It is 1933, and fear prevails when a husband and wife discuss the brutal treatment by police of their communist neighbor, whom the couple betrayed for listening to broadcasts from Russia. A storm trooper visits his girlfriend, a maid in the household of an affluent Berlin family. An unemployed worker arrives to repair the radio, and the storm trooper engages him in a discussion to ferret out his true opinion about the Nazi regime. To gain the worker’s confidence, the storm trooper demonstrates how he exposes critics of the Nazis. Pretending to be sympathetic to complaints, the storm trooper surreptitiously marks critics with a chalk cross on their backs so that they can be easily identified and interrogated. After both the worker and the storm trooper leave, the maid expresses her grave concerns to the cook about her boyfriend’s changed behavior; she no longer trusts him.

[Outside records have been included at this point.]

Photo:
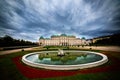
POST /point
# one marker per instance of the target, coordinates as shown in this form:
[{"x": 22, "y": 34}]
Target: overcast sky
[{"x": 30, "y": 19}]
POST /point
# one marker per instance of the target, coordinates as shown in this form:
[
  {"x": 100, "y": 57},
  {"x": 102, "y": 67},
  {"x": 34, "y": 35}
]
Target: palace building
[{"x": 62, "y": 40}]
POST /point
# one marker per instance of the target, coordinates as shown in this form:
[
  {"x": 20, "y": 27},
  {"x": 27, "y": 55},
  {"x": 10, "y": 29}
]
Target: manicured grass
[{"x": 9, "y": 71}]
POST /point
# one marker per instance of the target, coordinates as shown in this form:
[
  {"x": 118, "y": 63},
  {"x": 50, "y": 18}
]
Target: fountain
[{"x": 57, "y": 60}]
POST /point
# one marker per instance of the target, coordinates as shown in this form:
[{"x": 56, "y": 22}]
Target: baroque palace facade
[{"x": 62, "y": 40}]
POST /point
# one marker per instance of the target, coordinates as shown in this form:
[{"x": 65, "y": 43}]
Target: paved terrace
[{"x": 104, "y": 48}]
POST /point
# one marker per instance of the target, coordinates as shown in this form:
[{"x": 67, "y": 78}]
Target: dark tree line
[
  {"x": 113, "y": 40},
  {"x": 8, "y": 41}
]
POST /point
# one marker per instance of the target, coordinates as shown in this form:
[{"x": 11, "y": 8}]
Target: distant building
[
  {"x": 62, "y": 40},
  {"x": 100, "y": 38}
]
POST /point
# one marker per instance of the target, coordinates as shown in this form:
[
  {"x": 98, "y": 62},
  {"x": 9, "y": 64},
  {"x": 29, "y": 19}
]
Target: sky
[{"x": 30, "y": 19}]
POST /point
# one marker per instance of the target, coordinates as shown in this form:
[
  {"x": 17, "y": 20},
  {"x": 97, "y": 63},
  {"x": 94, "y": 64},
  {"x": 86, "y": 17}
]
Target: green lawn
[{"x": 9, "y": 71}]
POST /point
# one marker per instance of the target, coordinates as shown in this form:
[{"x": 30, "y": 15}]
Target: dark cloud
[{"x": 29, "y": 19}]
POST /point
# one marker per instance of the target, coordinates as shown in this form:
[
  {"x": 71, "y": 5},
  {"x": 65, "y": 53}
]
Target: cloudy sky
[{"x": 30, "y": 19}]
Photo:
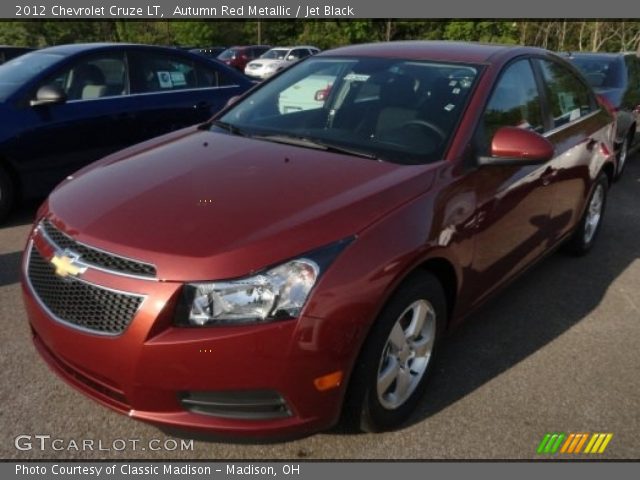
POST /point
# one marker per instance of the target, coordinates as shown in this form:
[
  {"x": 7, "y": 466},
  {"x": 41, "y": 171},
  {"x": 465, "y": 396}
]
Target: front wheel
[
  {"x": 589, "y": 226},
  {"x": 393, "y": 367}
]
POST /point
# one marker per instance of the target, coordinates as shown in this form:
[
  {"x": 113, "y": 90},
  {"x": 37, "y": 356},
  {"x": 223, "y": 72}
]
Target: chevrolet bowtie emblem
[{"x": 66, "y": 264}]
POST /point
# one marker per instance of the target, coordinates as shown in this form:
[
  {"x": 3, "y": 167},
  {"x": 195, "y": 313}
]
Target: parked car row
[
  {"x": 616, "y": 77},
  {"x": 317, "y": 236},
  {"x": 64, "y": 107}
]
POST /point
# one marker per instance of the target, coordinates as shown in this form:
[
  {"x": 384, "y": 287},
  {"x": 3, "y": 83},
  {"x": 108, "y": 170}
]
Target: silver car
[{"x": 276, "y": 59}]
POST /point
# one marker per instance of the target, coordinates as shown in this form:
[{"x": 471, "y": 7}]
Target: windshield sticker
[
  {"x": 164, "y": 79},
  {"x": 574, "y": 115},
  {"x": 178, "y": 79},
  {"x": 356, "y": 77}
]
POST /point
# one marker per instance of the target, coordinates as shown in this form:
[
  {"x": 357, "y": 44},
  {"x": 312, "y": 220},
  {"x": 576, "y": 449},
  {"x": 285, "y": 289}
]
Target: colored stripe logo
[{"x": 574, "y": 443}]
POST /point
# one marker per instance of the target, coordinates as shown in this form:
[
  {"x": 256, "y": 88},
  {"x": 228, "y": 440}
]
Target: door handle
[
  {"x": 548, "y": 175},
  {"x": 124, "y": 116}
]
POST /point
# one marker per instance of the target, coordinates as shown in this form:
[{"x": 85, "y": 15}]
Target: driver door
[{"x": 95, "y": 120}]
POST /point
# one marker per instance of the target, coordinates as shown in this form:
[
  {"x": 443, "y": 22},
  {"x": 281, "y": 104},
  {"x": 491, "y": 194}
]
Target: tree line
[{"x": 561, "y": 35}]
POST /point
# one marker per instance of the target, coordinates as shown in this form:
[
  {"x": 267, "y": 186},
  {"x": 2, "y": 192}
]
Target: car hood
[
  {"x": 203, "y": 206},
  {"x": 267, "y": 61}
]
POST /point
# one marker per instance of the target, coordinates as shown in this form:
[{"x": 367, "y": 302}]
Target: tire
[
  {"x": 587, "y": 231},
  {"x": 7, "y": 194},
  {"x": 623, "y": 156},
  {"x": 376, "y": 400}
]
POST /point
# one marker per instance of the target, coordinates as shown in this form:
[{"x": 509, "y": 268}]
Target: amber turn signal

In a concentration camp, imprisoned Social Democrats and communists still quarrel about who is responsible for the Nazis’ rise to power. However, they, as well as a pastor, show solidarity when faced with the demands of a guard. A radio reporter interviews workers at a factory but rudely interrupts them when they refer to insufficient sanitary facilities. Storm troopers deliver a coffin with the corpse of a worker to his wife with a stern warning not to open the casket to prevent her from seeing his battered body. Scientists are forbidden to have contacts with Jewish colleagues; physicists at the University of Göttingen who have corresponded with the eminent Albert Einstein, a Jewish emigré, are terribly afraid that they may be found out.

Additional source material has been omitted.